Our stay in Kaliningrad drew to a close. Early on the first sunny afternoon we had experienced since landing, we arrived at the city’s airport to find its departure hall in chaos. Unruly lines of passengers shifted between registration counters—inexplicably, check-ins for flights were first announced at one counter but then switched to others without warning. No one could say why. Loud gaggles of Chinese students showed up and barged in, pressing around us, leaving us little hope of making our flight. We managed to reach a counter only by cutting into lines, as did everyone else. So much about traveling in Russia has become easier, but the Russians’ behavior made sense here, and was a reversion to historical norms: in the past, the Russian version of standing in line was akin to storming a cattle wagon. Putin’s stern gaze set in amber fixed us from the souvenir stands as, just barely, we managed to check in and head for the gate to board our flight. Even in the city Putin once hoped to transform into a tiny “Europe within Russia,” chaos Russian style was still, at least in places, a fact of life.
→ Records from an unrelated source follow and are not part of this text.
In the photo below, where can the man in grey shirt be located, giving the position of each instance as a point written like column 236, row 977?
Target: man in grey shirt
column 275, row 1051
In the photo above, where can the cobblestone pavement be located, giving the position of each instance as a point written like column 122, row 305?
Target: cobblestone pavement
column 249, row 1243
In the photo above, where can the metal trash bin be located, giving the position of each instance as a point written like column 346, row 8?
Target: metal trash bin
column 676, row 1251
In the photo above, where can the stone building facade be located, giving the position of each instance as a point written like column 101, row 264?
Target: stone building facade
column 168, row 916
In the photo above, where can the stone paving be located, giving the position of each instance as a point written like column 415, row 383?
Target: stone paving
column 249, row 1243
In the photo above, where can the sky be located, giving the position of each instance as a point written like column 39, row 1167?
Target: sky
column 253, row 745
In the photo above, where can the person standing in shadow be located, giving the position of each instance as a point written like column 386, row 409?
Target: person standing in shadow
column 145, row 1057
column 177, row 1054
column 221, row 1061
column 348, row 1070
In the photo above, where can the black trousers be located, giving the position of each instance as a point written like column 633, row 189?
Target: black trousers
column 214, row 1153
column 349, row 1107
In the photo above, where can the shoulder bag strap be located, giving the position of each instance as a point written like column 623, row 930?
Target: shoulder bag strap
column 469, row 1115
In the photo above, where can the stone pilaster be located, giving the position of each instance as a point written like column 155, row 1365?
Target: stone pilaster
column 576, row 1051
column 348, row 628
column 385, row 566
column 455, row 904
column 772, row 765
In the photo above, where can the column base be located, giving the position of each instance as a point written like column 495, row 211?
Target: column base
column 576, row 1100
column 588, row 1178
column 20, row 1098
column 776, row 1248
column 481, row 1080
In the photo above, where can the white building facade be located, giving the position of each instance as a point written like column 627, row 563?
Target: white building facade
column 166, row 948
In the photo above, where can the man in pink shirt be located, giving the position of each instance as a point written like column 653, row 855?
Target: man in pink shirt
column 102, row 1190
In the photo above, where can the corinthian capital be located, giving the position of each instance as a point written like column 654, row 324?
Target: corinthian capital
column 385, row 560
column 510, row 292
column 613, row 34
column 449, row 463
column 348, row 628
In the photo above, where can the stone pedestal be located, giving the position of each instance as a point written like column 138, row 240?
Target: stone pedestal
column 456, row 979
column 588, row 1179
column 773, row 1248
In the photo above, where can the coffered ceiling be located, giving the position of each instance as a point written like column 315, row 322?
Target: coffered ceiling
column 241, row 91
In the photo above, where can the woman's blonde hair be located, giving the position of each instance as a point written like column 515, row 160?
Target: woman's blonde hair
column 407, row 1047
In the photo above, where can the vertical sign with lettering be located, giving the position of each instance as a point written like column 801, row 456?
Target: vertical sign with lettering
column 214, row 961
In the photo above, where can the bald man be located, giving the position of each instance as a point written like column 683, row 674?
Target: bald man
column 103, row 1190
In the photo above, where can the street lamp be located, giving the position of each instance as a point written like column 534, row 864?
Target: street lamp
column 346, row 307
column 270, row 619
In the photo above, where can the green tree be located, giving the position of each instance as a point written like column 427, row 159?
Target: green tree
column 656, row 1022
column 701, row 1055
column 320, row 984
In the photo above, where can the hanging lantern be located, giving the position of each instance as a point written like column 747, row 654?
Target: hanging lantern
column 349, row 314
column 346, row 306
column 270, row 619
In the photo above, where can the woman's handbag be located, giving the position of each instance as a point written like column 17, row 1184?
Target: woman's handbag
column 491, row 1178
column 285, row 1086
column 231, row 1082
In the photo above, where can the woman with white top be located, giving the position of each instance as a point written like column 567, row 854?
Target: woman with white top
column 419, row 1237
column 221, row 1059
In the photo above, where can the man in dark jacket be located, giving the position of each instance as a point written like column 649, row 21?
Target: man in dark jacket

We flew out over the sea, circled around, and turned east. From high above we saw the land beyond Kaliningrad’s concrete bounds sweep away into rain-drenched countryside—the Baltic Plain, a band of sandy-soiled terrain and pine forests stretching from Germany in the west across Poland all the way to Saint Petersburg in the east. Seen from the sky, the plain offered somnolent vistas promising a tranquility that surely helped men of letters, including Kant and Hoffmann, in their meditation and creative labors. We even spotted the resort town of Svetlogorsk that we had visited earlier with Maxim in his Audi. There, we had found the facades of new shops and markets copying the old, resembling Disney-like re-creations of the prewar Prussian buildings surrounded by drab Soviet suburbs; for us, the scene stood for the spirit of Putin’s country, a country often in contradiction with itself.